Was I in your dreams
I have a regular dream where I’m with Eddie at his place, when his wife comes home. Sometimes she finds me and sometimes she doesn’t, but in all the dreams we never actually have sex. We are about to or it’s clear we just finished. But last night was the first time (that I remember) where we actually had sex in the dream. So she comes home and I’m laying there under the sheet and it’s all so awful and I want a hole to swallow me up, and their kids are there too, only they are young still and ahhhh!!
I don’t know why I dreamed about him last night. HE IS DEAD TO ME.
And it can’t be out of guilt. I’m not even seeing any married dudes.
Get one of my head Eddie Turd Face. we are not interested in your dumb turd face.
Maybe it has to do with my tinder boyfriend I’m desperately in love with. he pushes me away and then pulls me right back in and I’m helpless to resist.

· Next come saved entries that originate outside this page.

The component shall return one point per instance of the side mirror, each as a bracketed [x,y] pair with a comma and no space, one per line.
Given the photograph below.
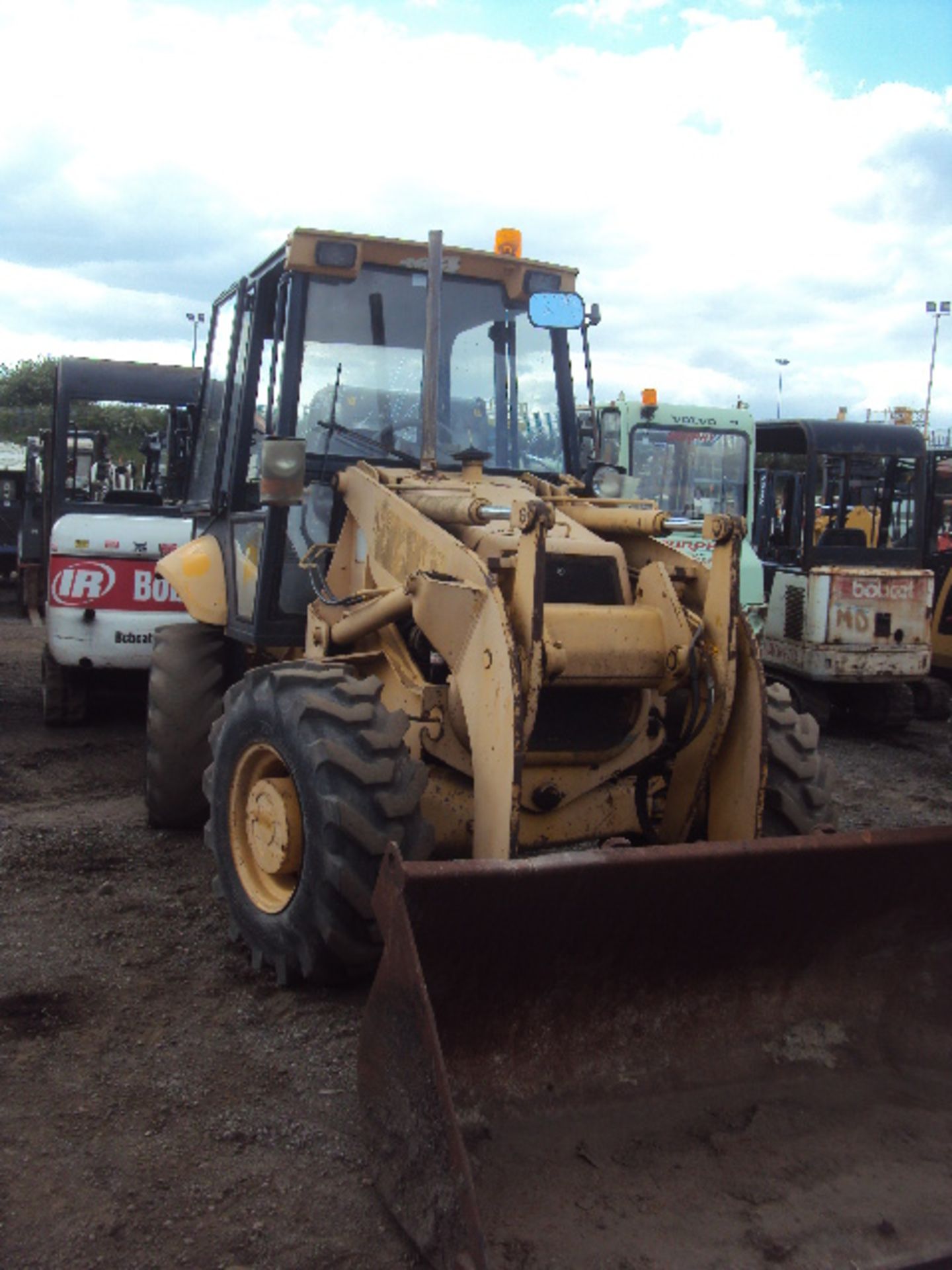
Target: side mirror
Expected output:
[282,482]
[556,310]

It’s actually very annoying. Be cool christa. BE COOL.
I don’t want it to be just sex but I don’t want to be just friends but I don’t want to be in a relationship but I don’t want to be alone. I’ll be glad when this new relationship energy phase goes away and I can figure out how I actually feel.
Even though this feels different than the NRE I’ve experienced with other men. But I’m not going to think about this. I’m going to ignore it. All I’m feeling is new crush excitement and it’s transitory and I’m fine. You’re fine. We are all fine.